ISLAMABAD: The Islamabad district administration has challenged a court order in favour of Mauza Lakhwal residents regarding the ownership of land on the banks of Rawal Dam.

The matter of encroachments on the dam’s land was taken up by the Prime Minister’s Office after which a joint team of the Capital Development Authority (CDA), Punjab Irrigation Department’s Small Dam Organisation (SDO) and the Islamabad Capital Territory (ICT) administration started a campaign for demolishing the encroachments.

However, a local landlord, Jamil Abbasi, who had constructed wedding marquees which had caught the PM’s office’s attention, secured a court order in his favour.

“We recently challenged the court order in favour of the local of Mauza Lakhwal,” said Islamabad Deputy Commissioner Mushtaq Ahmed. He said Mauza Lakhwal was closed in the ‘60s.

“The owner, SDO or the CDA, was given possession of the land. But a couple of years ago the locals filed a civil suit with the court and it was decreed in their favour,” he explained.


DC claims court order was made without hearing ICT, CDA


“We have filed an application under section 12(2) of the Civil Procedure Code against the court order, which was announced without hearing the ICT administration and the CDA,” the DC said.

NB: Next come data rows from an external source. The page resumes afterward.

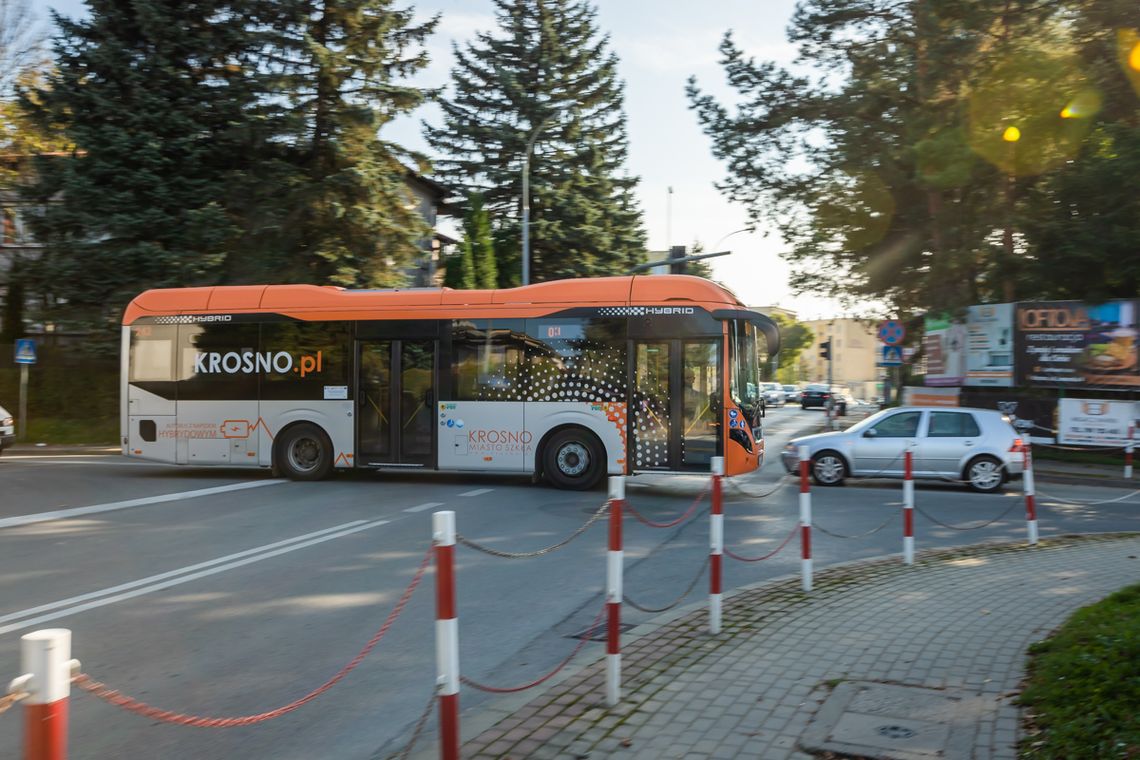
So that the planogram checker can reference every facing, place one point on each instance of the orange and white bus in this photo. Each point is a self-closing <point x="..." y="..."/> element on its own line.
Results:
<point x="568" y="380"/>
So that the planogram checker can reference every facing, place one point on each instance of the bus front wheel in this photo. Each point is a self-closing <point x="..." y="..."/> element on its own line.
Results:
<point x="304" y="452"/>
<point x="573" y="459"/>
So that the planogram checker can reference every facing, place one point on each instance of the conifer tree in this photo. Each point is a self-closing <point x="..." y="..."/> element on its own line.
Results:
<point x="459" y="272"/>
<point x="546" y="75"/>
<point x="350" y="219"/>
<point x="477" y="226"/>
<point x="156" y="104"/>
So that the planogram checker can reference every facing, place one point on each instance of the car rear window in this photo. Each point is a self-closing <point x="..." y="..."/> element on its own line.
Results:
<point x="952" y="424"/>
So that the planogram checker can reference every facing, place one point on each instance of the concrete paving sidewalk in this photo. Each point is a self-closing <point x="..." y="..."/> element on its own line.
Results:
<point x="880" y="660"/>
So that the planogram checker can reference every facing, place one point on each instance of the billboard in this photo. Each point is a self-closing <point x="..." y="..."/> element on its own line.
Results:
<point x="1073" y="344"/>
<point x="1096" y="422"/>
<point x="990" y="345"/>
<point x="944" y="344"/>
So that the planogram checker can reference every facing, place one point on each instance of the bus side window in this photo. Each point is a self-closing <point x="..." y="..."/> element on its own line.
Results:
<point x="488" y="360"/>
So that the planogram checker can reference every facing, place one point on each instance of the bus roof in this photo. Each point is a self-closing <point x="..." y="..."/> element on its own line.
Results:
<point x="312" y="302"/>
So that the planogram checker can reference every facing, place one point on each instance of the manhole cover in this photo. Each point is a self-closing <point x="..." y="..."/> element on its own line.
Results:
<point x="895" y="732"/>
<point x="599" y="634"/>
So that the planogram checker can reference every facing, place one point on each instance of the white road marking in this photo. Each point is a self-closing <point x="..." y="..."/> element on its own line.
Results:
<point x="258" y="554"/>
<point x="421" y="507"/>
<point x="154" y="579"/>
<point x="111" y="506"/>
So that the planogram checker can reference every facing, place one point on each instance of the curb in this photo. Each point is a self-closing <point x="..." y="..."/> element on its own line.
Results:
<point x="494" y="711"/>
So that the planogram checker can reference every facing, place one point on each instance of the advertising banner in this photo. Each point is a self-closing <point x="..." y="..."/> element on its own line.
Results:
<point x="1096" y="422"/>
<point x="1033" y="417"/>
<point x="1072" y="344"/>
<point x="990" y="345"/>
<point x="930" y="397"/>
<point x="944" y="344"/>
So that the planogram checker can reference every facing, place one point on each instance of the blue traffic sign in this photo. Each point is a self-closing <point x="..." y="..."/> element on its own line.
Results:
<point x="892" y="356"/>
<point x="25" y="351"/>
<point x="892" y="332"/>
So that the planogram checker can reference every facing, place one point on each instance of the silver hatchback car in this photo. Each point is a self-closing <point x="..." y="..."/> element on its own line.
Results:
<point x="977" y="446"/>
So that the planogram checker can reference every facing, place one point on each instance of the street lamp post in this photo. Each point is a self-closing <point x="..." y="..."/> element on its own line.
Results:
<point x="526" y="199"/>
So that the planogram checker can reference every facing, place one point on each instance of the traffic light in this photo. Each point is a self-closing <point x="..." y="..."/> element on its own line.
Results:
<point x="677" y="252"/>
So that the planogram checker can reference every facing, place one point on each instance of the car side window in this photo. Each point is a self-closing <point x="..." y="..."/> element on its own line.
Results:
<point x="905" y="424"/>
<point x="952" y="424"/>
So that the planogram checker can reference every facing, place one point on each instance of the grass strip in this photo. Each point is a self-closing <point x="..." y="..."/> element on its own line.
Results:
<point x="1082" y="696"/>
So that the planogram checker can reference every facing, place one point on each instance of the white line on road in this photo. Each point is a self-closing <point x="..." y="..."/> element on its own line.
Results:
<point x="421" y="507"/>
<point x="160" y="577"/>
<point x="111" y="506"/>
<point x="258" y="554"/>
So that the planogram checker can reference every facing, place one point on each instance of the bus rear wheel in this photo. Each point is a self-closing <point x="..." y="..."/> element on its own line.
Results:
<point x="304" y="452"/>
<point x="573" y="459"/>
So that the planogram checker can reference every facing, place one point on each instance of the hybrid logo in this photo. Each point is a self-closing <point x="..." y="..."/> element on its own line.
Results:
<point x="246" y="362"/>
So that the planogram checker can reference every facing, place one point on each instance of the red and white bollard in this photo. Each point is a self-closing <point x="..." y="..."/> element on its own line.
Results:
<point x="613" y="591"/>
<point x="1128" y="452"/>
<point x="447" y="635"/>
<point x="909" y="506"/>
<point x="805" y="519"/>
<point x="46" y="658"/>
<point x="716" y="547"/>
<point x="1031" y="499"/>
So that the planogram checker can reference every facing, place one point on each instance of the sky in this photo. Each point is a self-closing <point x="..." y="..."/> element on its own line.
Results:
<point x="659" y="45"/>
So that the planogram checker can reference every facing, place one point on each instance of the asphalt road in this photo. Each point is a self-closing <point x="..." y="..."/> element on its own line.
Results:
<point x="225" y="593"/>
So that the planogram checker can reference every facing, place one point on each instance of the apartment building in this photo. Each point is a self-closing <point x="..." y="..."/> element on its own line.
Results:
<point x="854" y="353"/>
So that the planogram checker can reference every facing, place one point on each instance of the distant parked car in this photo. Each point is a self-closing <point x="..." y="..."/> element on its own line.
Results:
<point x="814" y="395"/>
<point x="7" y="430"/>
<point x="977" y="446"/>
<point x="773" y="394"/>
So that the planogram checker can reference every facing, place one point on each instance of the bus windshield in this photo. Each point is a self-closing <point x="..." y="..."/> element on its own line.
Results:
<point x="746" y="369"/>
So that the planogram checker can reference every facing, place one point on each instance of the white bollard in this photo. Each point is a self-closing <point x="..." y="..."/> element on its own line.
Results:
<point x="613" y="593"/>
<point x="46" y="658"/>
<point x="805" y="519"/>
<point x="447" y="635"/>
<point x="716" y="547"/>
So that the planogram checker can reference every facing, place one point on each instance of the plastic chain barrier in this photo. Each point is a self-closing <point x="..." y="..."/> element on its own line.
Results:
<point x="784" y="480"/>
<point x="1084" y="503"/>
<point x="700" y="572"/>
<point x="795" y="529"/>
<point x="91" y="686"/>
<point x="968" y="528"/>
<point x="689" y="513"/>
<point x="527" y="555"/>
<point x="511" y="689"/>
<point x="815" y="524"/>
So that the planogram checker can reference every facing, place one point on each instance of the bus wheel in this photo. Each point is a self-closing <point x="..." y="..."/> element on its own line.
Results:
<point x="573" y="459"/>
<point x="304" y="452"/>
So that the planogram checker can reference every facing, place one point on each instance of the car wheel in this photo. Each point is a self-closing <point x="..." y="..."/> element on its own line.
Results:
<point x="573" y="459"/>
<point x="985" y="474"/>
<point x="828" y="468"/>
<point x="304" y="452"/>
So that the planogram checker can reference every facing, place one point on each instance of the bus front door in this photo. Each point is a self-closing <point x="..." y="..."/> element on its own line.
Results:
<point x="676" y="415"/>
<point x="395" y="402"/>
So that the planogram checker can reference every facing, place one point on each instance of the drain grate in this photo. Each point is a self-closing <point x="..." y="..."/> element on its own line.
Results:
<point x="599" y="634"/>
<point x="895" y="732"/>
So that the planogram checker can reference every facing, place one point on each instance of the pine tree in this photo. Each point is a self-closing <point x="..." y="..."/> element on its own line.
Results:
<point x="459" y="269"/>
<point x="477" y="226"/>
<point x="350" y="219"/>
<point x="156" y="104"/>
<point x="547" y="76"/>
<point x="889" y="177"/>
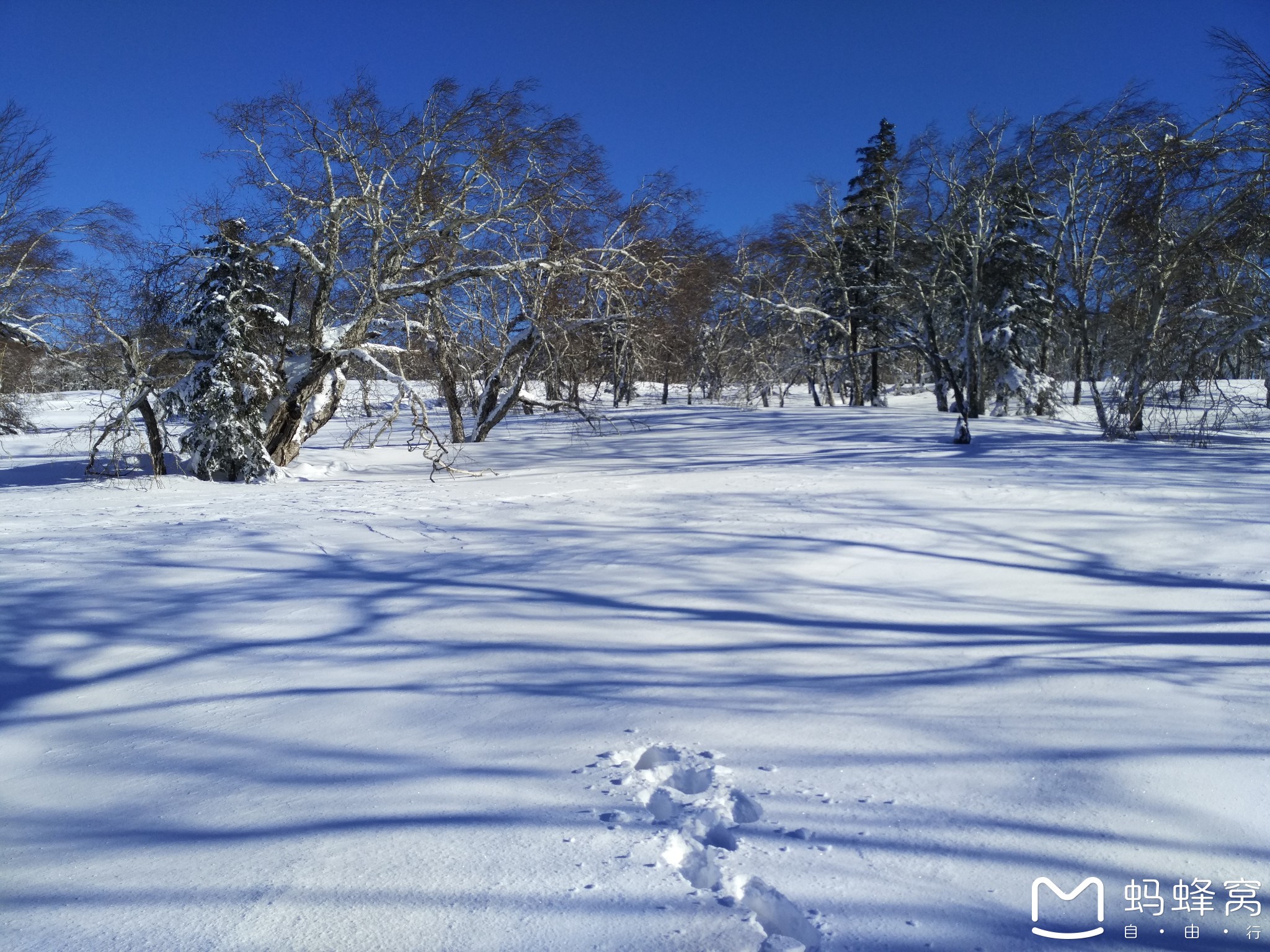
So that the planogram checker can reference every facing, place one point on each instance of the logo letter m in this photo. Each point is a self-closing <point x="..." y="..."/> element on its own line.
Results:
<point x="1066" y="896"/>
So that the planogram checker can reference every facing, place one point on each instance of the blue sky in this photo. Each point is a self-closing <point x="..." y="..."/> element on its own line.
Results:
<point x="745" y="100"/>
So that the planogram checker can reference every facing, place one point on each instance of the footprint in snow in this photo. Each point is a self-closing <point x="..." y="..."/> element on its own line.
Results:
<point x="693" y="795"/>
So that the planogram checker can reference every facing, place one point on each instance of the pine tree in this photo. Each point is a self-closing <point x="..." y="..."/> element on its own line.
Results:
<point x="869" y="247"/>
<point x="225" y="395"/>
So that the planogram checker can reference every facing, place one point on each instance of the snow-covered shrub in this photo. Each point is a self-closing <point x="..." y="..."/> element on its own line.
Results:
<point x="224" y="397"/>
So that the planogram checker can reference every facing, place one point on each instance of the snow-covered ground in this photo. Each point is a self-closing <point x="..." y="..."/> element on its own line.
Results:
<point x="365" y="710"/>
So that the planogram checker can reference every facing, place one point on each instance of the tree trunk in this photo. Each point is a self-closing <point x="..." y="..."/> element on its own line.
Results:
<point x="309" y="407"/>
<point x="153" y="436"/>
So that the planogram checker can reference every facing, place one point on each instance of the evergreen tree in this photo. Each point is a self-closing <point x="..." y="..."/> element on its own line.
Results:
<point x="869" y="249"/>
<point x="225" y="395"/>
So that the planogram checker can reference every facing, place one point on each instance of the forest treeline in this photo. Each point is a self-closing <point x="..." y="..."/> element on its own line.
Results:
<point x="471" y="258"/>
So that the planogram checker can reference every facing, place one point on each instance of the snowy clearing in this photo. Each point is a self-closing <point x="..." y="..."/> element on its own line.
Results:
<point x="810" y="674"/>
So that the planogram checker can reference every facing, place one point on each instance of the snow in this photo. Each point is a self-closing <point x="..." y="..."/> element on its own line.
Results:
<point x="363" y="708"/>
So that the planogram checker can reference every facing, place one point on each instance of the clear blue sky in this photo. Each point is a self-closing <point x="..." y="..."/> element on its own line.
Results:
<point x="745" y="100"/>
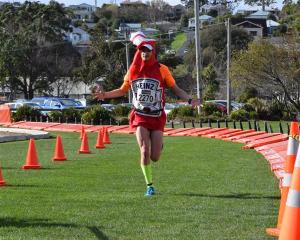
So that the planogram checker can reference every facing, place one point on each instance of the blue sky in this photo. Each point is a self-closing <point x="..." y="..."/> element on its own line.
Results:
<point x="100" y="2"/>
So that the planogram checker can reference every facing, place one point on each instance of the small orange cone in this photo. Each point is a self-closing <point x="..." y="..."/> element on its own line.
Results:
<point x="106" y="139"/>
<point x="32" y="159"/>
<point x="82" y="132"/>
<point x="99" y="143"/>
<point x="2" y="182"/>
<point x="293" y="145"/>
<point x="84" y="148"/>
<point x="290" y="227"/>
<point x="59" y="154"/>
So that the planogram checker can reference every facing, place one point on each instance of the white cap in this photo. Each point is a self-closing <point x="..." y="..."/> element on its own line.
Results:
<point x="139" y="38"/>
<point x="147" y="46"/>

According to section 12(2), if a decree, order of judgment is obtained by fraud, misrepresentation or where a question of jurisdiction may arise, such an order, decree or judgment shall be challenged through an application in the same court and no separate suit shall begin. The DC said following the PM’s Office directives, a committee was looking into the case under his supervision.

Meanwhile, a case is also being heard in the Islamabad High Court (IHC) where the locals filed a petition seeking an extension to the stay order granted earlier on the campaign against 419 kanals of land near the dam.

Through their counsel, the petitioners pleaded that Lakhwal Mauza, a revenue estate, spread over 5,925 kanals and five marlas of which 2,874 kanals and eight marlas were acquired by the CDA and 2,632 kanals and 16 marlas by the Rawalpindi Land Acquisition Collector for the construction of the dam.

They said approximately 419 kanals and five marlas were not acquired by the two organisations which meant the petitioners were the owners of the land and had the right to construct on it.

However, DC Ahmed said his organisation would also be contesting the case in the IHC. Though there is a ban on constructions in a two kilometre radius of Rawal Dam, a number of houses have been built on its banks. The owners of the houses argue the land is theirs while CDA and SDO, which are custodians of the dam, are not certain about the limits of their land.

CDA Deputy Director General Land and Rehabilitation Abdul Salam told Dawn that after the CDA had acquired the land in the 60s, it had termed Lakhwal a closed mauza. “We are looking into how the sale and purchase was done in a mauza which was closed in the 60s,” he said.

An official of the ICT revenue department said the Islamabad District Administration was planning on a fresh demarcation in Mauza Lakwal in order to determine the ownership of the land on the banks of the dam.